- Sławoborze Location within Poland
- Coordinates: 53°53′31″N 15°42′42″E﻿ / ﻿53.89194°N 15.71167°E
- Country: Poland
- Voivodeship: West Pomeranian
- County: Świdwin
- Gmina: Sławoborze
- Elevation: 48 m (157 ft)
- Population: 2,009

= Sławoborze =

Sławoborze (Stolzenberg) is a village in Świdwin County, West Pomeranian Voivodeship, in north-western Poland. It is the seat of the gmina (administrative district) called Gmina Sławoborze. It lies approximately 13 km north of Świdwin and 92 km north-east of the regional capital Szczecin.

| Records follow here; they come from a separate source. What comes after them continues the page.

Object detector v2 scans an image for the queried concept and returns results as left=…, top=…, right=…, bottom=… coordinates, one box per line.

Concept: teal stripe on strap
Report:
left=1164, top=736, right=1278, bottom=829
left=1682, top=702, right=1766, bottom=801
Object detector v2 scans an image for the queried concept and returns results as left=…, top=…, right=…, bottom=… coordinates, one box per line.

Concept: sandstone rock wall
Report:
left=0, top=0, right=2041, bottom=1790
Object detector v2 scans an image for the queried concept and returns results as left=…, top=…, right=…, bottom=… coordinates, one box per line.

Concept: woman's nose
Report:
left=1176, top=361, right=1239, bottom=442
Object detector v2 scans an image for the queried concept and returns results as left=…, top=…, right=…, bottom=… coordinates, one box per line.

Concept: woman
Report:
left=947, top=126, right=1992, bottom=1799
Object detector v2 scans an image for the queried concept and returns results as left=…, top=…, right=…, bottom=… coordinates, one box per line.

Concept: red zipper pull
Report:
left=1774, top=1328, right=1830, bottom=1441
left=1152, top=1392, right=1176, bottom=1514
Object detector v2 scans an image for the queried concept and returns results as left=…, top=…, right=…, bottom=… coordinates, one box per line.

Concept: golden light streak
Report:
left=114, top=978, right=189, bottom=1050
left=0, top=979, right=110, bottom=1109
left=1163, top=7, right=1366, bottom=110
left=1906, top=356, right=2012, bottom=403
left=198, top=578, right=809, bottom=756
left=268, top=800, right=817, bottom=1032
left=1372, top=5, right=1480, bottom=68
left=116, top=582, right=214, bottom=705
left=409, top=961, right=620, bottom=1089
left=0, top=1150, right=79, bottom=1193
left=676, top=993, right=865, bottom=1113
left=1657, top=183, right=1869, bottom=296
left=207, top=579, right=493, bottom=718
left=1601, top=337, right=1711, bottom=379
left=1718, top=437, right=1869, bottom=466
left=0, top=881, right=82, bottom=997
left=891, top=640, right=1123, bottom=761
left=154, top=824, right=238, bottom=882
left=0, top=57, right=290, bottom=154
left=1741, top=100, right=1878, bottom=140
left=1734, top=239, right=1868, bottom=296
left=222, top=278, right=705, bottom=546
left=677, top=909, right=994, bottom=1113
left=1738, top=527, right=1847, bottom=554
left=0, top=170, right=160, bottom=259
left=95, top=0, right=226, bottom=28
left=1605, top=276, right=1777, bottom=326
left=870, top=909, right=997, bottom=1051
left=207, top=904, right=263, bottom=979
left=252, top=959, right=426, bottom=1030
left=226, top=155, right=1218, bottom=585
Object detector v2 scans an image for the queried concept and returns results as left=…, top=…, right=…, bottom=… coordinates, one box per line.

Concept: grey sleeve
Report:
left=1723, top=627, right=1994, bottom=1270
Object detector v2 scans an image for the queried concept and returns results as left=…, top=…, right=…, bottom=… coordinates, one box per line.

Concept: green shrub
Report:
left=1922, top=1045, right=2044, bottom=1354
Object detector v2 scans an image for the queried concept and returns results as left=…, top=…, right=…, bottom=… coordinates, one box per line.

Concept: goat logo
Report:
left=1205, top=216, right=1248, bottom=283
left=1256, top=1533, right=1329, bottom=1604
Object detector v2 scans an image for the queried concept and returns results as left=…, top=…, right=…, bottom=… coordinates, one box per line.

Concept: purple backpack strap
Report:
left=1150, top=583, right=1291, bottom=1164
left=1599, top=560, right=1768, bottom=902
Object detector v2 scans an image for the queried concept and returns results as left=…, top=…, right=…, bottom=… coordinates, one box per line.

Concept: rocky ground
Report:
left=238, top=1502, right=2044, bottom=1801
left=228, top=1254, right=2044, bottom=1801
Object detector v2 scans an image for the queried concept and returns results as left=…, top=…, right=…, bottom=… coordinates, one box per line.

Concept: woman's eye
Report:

The village has a population of 2,009.

== History ==
The archaeological remains of the medieval town Stolzenberg of present-day Sławoborze have been identified in the vicinity of nearby Zagrody. The settlement was likely founded in the late 13th or early 14th century and existed only briefly before being abandoned for unknown reasons. Modern research has uncovered over 400 artefacts and a well-preserved town layout; however, the causes of its decline remain unclear, and will be explored in future studies.

The earliest records of modern Sławoborze date back to the 16th century. It also appears in 19th century German literature.